This is an automated email from the ASF dual-hosted git repository.
alexey pushed a commit to branch master
in repository https://gitbox.apache.org/repos/asf/kudu.git
The following commit(s) were added to refs/heads/master by this push:
new 8f0020f [tools] --replica_selection flag for 'table scan' and 'perf
table_scan'
8f0020f is described below
commit 8f0020fe22bc9f026d563155503be981111b202a
Author: Alexey Serbin <[email protected]>
AuthorDate: Sun Jun 20 23:50:38 2021 -0700
[tools] --replica_selection flag for 'table scan' and 'perf table_scan'
This patch adds replica selection configuration knob for the
`kudu table scan` and `kudu perf table_scan` CLI tools by introducing
--replica_selection flag. Acceptable values for the newly introduced
flag are CLOSEST and LEADER, case insensitive.

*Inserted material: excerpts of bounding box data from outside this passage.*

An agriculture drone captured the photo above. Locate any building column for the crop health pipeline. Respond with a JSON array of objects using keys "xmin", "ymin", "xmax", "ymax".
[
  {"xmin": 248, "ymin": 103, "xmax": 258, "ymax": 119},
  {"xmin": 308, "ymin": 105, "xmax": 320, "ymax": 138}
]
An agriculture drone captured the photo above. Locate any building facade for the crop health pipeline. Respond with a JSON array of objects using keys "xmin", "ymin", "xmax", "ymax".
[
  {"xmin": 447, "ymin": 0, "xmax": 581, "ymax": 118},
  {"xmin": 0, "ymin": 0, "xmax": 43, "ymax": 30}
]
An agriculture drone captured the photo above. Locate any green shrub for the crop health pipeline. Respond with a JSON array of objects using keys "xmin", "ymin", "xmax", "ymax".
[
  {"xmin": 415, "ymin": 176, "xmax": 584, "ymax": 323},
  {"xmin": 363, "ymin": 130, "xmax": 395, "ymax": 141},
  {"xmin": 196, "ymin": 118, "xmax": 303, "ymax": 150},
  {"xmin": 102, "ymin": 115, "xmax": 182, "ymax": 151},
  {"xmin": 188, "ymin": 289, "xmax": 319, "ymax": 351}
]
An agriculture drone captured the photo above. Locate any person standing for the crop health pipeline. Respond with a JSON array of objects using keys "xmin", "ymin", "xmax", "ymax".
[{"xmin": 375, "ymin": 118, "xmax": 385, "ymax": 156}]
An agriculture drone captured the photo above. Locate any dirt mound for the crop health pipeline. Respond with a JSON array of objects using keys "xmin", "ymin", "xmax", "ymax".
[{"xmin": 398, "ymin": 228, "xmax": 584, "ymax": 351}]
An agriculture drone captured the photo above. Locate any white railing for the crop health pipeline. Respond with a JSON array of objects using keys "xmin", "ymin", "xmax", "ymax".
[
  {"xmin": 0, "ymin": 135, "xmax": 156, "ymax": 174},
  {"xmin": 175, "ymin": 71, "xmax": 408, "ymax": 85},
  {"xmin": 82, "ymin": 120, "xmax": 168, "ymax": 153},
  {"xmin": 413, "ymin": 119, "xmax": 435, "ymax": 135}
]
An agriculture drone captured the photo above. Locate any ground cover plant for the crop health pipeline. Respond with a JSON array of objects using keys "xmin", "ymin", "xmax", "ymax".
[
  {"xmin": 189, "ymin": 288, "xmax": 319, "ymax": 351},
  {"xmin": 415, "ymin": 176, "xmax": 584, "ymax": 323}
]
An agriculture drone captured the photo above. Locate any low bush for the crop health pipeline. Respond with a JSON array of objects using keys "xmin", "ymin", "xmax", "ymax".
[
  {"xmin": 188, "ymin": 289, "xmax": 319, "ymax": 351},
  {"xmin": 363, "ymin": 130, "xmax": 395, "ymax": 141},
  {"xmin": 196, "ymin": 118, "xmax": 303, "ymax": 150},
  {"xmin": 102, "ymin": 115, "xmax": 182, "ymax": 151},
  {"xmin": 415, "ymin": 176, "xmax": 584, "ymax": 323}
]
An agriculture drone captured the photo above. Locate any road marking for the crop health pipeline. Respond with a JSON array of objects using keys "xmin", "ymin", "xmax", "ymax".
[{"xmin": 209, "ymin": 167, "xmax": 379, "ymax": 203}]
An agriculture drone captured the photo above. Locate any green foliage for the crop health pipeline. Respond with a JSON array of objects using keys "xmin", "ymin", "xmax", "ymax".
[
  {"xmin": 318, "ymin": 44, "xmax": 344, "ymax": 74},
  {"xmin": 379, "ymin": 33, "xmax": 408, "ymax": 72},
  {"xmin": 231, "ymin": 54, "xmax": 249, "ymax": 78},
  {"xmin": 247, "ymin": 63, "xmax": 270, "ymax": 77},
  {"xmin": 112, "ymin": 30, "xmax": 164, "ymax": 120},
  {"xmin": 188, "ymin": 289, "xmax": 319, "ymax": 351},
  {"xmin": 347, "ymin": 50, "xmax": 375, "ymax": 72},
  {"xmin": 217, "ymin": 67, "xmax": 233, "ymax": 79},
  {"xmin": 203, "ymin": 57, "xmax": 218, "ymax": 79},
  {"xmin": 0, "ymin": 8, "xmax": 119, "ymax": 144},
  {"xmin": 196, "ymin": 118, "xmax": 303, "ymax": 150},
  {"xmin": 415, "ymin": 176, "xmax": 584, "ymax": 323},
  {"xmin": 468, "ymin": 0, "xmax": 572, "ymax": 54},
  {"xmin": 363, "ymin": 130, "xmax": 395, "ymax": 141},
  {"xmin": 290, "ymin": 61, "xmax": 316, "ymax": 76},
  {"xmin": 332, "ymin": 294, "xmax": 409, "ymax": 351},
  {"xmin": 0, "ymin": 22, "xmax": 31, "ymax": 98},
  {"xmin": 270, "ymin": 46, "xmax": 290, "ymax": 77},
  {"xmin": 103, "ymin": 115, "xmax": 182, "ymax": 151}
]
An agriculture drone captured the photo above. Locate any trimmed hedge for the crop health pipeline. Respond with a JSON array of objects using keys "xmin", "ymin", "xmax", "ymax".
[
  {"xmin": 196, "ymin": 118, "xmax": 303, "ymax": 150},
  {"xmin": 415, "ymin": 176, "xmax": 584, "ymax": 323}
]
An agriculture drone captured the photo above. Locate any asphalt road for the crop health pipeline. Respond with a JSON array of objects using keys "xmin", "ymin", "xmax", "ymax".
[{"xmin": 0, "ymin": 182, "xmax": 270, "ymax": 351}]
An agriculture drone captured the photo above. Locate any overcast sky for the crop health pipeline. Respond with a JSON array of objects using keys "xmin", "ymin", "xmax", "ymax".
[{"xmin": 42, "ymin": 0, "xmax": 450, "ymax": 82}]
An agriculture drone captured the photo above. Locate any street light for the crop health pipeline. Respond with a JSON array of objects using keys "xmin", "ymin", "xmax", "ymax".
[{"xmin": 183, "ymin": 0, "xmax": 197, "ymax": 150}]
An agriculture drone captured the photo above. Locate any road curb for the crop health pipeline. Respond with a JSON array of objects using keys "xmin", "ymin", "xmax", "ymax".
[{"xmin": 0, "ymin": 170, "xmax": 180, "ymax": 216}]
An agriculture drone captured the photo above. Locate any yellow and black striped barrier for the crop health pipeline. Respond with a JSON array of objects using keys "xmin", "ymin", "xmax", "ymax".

I decided not to expose ReplicaSelection::FIRST_REPLICA enumeration
value via the new flag: the semantics of FIRST_REPLICA is too hazy and
I could not see how it might bring any value in practice.
This patch also contains corresponding tests.
Change-Id: Ie8ac1e91f0c03c61edd19796d69cecaf68880a5b
Reviewed-on: http://gerrit.cloudera.org:8080/17605
Tested-by: Kudu Jenkins
Reviewed-by: Andrew Wong <[email protected]>
---
src/kudu/tools/kudu-tool-test.cc | 63 +++++++++++++++++
src/kudu/tools/table_scanner.cc | 131 +++++++++++++++++++++++++++---------
src/kudu/tools/table_scanner.h | 62 +++++++++--------
src/kudu/tools/tool_action_perf.cc | 10 +++
src/kudu/tools/tool_action_table.cc | 6 ++
5 files changed, 211 insertions(+), 61 deletions(-)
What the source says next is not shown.